Un laboratoire vivant de l'environnement rural ou urbain
Le terme « écomusée » associe les mots « écologie » et « musée ». Il a été forgé en France en 1971 par Hughes de Varine-Bohan. Le véritable créateur des écomusées, Georges Henri Rivière, en a donné une longue définition très explicite, approuvée officiellement en 1978 par l'assemblée générale de la Fédération des parcs naturels de France. Elle peut se résumer ainsi : l'écomusée est un conservatoire vivant de l'environnement rural ou urbain (souvent les deux à la fois). Il met en relief le cadre de vie naturel et culturel, dont il s'efforce, par les moyens les plus divers, de préserver le patrimoine. Musée de plein air, il exerce son action en général au niveau d'une région de France ou de tout pays étranger concerné. L'écomusée ne s'occupe pas seulement de la sauvegarde et de la restitution d'un passé révolu, mais aussi du présent et de l'avenir. Ses activités concernent des domaines divers : ethnographie et folklore rural ou urbain, archéologie industrielle et artisanale, botanique, zoologie, histoire, sociologie, sciences et techniques. Plus que les musées traditionnels d'art, d'archéologie et d'histoire, l'écomusée a pour mission primordiale d'associer de façon concrète les autochtones et les visiteurs étrangers à son fonctionnement et à son programme pédagogique. La population locale doit, si possible, devenir l'actrice d'une scénographie, qui cherche à mettre en valeur tout l'héritage culturel d'un territoire plus ou moins vaste et bien caractérisé. L'écomusée n'est pas une « morgue » ni un « temple » d'un passé disparu et figé, mais une institution en évolution constante : lieu d'expositions sur un seul ou plusieurs sites dispersés ; laboratoire ; école du savoir-faire et des métiers disparus ou menacés, ou de la vie quotidienne, avec ses gestes habituels dans un cadre intime (cellule familiale) ou collectif (usine, atelier d'artisanat, par exemple). Cette mise en scène de l'homme et de son milieu naturel, la préservation de ce cadre pour les générations futures impliquent un travail interdisciplinaire permanent et sans préjugés, mené très souvent par des associations.

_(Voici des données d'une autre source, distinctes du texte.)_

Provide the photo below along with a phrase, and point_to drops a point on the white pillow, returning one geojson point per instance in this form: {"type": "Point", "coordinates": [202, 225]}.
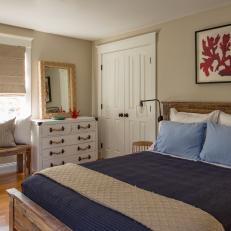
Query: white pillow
{"type": "Point", "coordinates": [224, 119]}
{"type": "Point", "coordinates": [22, 132]}
{"type": "Point", "coordinates": [185, 117]}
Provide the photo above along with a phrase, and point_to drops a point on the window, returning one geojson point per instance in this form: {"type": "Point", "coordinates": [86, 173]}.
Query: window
{"type": "Point", "coordinates": [14, 105]}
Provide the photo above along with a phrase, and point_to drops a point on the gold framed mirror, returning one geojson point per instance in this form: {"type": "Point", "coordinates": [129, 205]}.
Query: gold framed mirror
{"type": "Point", "coordinates": [57, 89]}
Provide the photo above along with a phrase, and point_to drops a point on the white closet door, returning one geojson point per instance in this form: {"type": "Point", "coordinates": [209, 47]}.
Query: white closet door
{"type": "Point", "coordinates": [139, 84]}
{"type": "Point", "coordinates": [112, 126]}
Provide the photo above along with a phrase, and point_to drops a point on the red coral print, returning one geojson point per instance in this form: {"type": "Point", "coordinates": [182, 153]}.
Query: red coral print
{"type": "Point", "coordinates": [216, 55]}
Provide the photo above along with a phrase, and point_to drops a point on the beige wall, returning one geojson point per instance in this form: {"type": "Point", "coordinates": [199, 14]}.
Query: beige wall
{"type": "Point", "coordinates": [62, 49]}
{"type": "Point", "coordinates": [176, 57]}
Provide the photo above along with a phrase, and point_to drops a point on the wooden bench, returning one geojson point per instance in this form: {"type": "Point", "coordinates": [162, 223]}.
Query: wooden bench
{"type": "Point", "coordinates": [23, 153]}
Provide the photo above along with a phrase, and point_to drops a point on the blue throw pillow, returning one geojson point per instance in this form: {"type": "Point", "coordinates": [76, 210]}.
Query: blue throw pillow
{"type": "Point", "coordinates": [181, 139]}
{"type": "Point", "coordinates": [217, 146]}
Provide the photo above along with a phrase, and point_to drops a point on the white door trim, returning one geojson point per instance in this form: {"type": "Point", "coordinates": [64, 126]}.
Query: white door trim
{"type": "Point", "coordinates": [125, 44]}
{"type": "Point", "coordinates": [133, 42]}
{"type": "Point", "coordinates": [137, 41]}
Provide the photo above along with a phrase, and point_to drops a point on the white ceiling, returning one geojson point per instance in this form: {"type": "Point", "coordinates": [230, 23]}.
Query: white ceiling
{"type": "Point", "coordinates": [95, 19]}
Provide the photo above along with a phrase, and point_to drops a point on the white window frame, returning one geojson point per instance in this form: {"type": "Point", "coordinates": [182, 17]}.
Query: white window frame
{"type": "Point", "coordinates": [26, 42]}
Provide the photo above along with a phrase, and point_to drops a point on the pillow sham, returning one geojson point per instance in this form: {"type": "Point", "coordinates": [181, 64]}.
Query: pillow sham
{"type": "Point", "coordinates": [7, 134]}
{"type": "Point", "coordinates": [217, 146]}
{"type": "Point", "coordinates": [224, 119]}
{"type": "Point", "coordinates": [181, 139]}
{"type": "Point", "coordinates": [185, 117]}
{"type": "Point", "coordinates": [22, 133]}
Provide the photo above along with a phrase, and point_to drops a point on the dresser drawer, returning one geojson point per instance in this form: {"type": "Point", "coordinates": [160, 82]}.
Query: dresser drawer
{"type": "Point", "coordinates": [85, 148]}
{"type": "Point", "coordinates": [59, 152]}
{"type": "Point", "coordinates": [86, 137]}
{"type": "Point", "coordinates": [83, 127]}
{"type": "Point", "coordinates": [56, 129]}
{"type": "Point", "coordinates": [58, 161]}
{"type": "Point", "coordinates": [58, 141]}
{"type": "Point", "coordinates": [83, 158]}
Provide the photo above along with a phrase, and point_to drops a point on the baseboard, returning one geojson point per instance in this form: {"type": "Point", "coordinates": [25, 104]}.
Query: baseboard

L'écomusée de la région Fourmies-Trélon
À la fin du xixe siècle, Fournies (Nord) et sa région sont un centre mondial de l'industrie lainière (600 machines à peigner, 1 600 métiers à tisser, près de un million de broches à filer, des centaines de manufactures, près de 26 000 personnes). Il ne restait plus en 1990 qu'une dizaine de manufactures et moins de 1 000 salariés. Créé en 1980, l'écomusée de la région Fourmies-Trélon a installé dans l'ancienne filature Prouvost-Masurel (1874) un musée du Textile et de la Vie sociale. Il fait fonctionner des machines, a reconstitué le bureau du contremaître, le laboratoire, des ateliers de bonneterie, de nettoyage et de repassage, ainsi que la chambre d'une couturière à domicile, un estaminet et un intérieur ouvrier d'avant 1914.
L'archéologie industrielle et technique
La nécessité d'empêcher la disparition de témoins précieux du patrimoine industriel et minier français a provoqué l'éclosion de nombreux musées, bien après celle qu'a connue la Grande-Bretagne, qui a Joué un rôle de pionnier dans ce domaine. L'épopée du charbon » revit dans des musées comme ceux de Elanzy (Saône-et-Loire), Ronchamp (Haute-Saône), La Machine (Nièvre), Anzin et Lewar-de-Guesnain (Nord), Le Molay-Littry (Orne), qui n'ont pourtant pas l'ampleur du Deutsches Bergbau Muséum de Bochum (Ruhr). Les vieilles forges du xviiie siècle, à Buffon (Côte-d'Or) et à Aube (Orne) ont été réhabilitées, tandis que les écomusées du Creusot-Montceau-les-Mines et de Fourmies-Trélon restituent la mémoire du passé industriel de leur région.
Des précurseurs, les Scandinaves et les Américains du Nord
Le mot « folklore » (savoir populaire) a été forgé par l'Anglais John Thomas en 1846. Il marque une prise de conscience : toute une culture populaire européenne est menacée de disparition par la révolution industrielle, qui provoque l'exode rural et l'effondrement de l'artisanat traditionnel. Les premiers musées de folklore s'ouvrent vers 1875, pour préserver l'immense patrimoine des croyances et coutumes en voie d'extinction. En France, on les appelle « musées des Arts et Traditions populaires ». Ces nouveaux musées se développent particulièrement en Scandinavie. En 1873, le docteur Hazelius fonde à Stockholm le Nordiska Museet, et à Skansen, près de la capitale suédoise, le premier véritable musée de plein air. En 1878 est créé à Paris le musée d'Ethnographie du Trocadéro (futur musée de l'Homme). Consacré surtout aux cultures dites « primitives » d'Asie, d'Afrique, d'Amérique du Nord et du Sud, d'Océanie et d'Australie, il possède un département « France traditionnelle » qui sera transféré en 1937 au musée des Arts et Traditions populaires. En 1879, Bernhard Olsen fonde à Copenhague le Dansk Folkmuseum, augmenté des musées de plein air de Sorgenfry (1899) et Lyngby (1901). En 1895, Moltke Moe fonde le Norsk Folkemuseum d'Oslo.